Non fanno molto onore all’Italia le ultime statistiche fornite dall’Unione Europea sui livelli di innovazione raggiunti nel biennio tra il 2002 e il 2007. Sui 37 paesi – comunitari e non – analizzati dall’indagine, l’Italia si è collocata al 23esimo posto, con un indice complessivo pari a 0,33 punti. Un risultato poco promettente, specie se confrontato con la media europea attestatasi a 0,45 punti: un distacco eloquente.
Lo studio condotto dalla divisione per l’industria della Commissione Europea ha analizzato la capacità di innovazione dei paesi sulla base di venticinque indicatori divisi in cinque diverse categorie. La ricerca ha tenuto conto delle condizioni strutturali necessarie per valutare le potenzialità innovative di ogni paese e l’impegno nei fondamentali settori della ricerca e dello sviluppo. Particolare attenzione è stata poi rivolta alla capacità delle imprese di creare innovazione, investendo nella ricerca per produrre prodotti innovativi e appetibili sul mercato. Infine, l’indagine ha verificato le performance espresse in termini di valore aggiunto nei settori innovativi e la capacità di resa delle proprietà intellettuali create.
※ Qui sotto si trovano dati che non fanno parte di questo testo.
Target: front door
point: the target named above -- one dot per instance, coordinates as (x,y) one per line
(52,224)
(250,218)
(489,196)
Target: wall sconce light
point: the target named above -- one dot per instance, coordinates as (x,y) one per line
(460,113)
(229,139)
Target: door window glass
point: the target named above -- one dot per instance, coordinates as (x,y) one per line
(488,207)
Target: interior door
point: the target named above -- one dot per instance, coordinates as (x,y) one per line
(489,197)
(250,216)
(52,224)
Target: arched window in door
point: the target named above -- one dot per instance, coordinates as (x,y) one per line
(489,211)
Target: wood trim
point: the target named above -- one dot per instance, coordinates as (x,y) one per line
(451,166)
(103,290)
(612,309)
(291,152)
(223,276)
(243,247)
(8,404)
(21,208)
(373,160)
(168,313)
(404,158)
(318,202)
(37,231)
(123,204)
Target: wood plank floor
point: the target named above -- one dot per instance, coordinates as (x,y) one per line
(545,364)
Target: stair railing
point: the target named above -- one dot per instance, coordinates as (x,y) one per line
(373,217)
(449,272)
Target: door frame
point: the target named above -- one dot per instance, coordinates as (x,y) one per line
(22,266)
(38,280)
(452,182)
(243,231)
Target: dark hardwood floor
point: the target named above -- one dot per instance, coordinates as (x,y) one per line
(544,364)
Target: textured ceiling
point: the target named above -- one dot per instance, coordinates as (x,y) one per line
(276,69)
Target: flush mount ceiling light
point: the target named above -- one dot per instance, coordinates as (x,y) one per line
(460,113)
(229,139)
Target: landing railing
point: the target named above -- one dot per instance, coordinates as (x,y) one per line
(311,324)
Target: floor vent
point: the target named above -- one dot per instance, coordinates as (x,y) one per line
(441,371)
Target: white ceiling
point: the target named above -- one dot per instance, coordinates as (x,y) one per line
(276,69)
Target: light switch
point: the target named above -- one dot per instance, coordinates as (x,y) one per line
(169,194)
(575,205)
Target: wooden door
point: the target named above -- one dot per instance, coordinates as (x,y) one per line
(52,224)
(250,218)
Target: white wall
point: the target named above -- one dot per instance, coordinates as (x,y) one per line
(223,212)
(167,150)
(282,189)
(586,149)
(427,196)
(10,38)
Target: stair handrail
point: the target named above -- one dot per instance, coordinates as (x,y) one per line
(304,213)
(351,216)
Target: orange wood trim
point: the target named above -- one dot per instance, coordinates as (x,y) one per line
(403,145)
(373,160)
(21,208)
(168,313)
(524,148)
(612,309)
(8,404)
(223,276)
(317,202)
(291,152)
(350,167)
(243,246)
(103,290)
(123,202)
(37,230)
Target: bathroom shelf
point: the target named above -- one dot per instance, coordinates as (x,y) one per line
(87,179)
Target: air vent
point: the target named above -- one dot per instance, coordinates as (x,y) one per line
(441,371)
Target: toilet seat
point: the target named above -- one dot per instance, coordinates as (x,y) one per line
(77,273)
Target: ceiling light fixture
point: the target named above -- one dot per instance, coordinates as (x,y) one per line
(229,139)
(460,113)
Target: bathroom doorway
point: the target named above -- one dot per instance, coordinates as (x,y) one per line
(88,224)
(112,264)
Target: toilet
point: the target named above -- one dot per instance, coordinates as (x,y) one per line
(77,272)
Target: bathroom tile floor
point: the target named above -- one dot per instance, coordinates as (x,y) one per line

Terminata una prima fase conoscitiva e di raccolta dei dati, è stata poi stilata una classifica suddividendo i paesi in quattro categorie distinte, a seconda dei punteggi raggiunti nel corso dell’indagine. L’Italia si è così classificata nel terzo gruppo tra i “moderati innovatori” insieme ad Australia, Estonia, Slovenia, Norvegia, Repubblica Ceca, Cipro e Spagna. Una posizione molto distante dal gruppo di testa dell’indagine, in cui compaiono i paesi che hanno ottenuto un punteggio superiore alla media dei 27 stati europei. Tra i “leader” compaiono: Svezia, al primo posto, Svizzera, Finlandia, Israele, Danimarca, Giappone, Germania, Gran Bretagna e Stati Uniti. Al gruppo principe si accodano poi i paesi “inseguitori”: Lussemburgo, Islanda, Olanda, Irlanda, Austria, Francia, Belgio e Canada.
Oltre a Cipro e Spagna, si sono classificati peggio dell’Italia i paesi catalogati come “emergenti”, ovvero: Malta, Lituania, Ungheria, Grecia, Slovacchia, Polonia, Croazia, Bulgaria, Portogallo, Lettonia e Romania. La poco esaltante performance dell’Italia è un campanello di allarme molto importante sulla capacità dell’intero sistema di produrre innovazione e sfruttarne i benefici. Gli scarsi investimenti nella ricerca potrebbero riservare sorprese meno piacevoli di un semplice posto nelle retrovie di una classifica.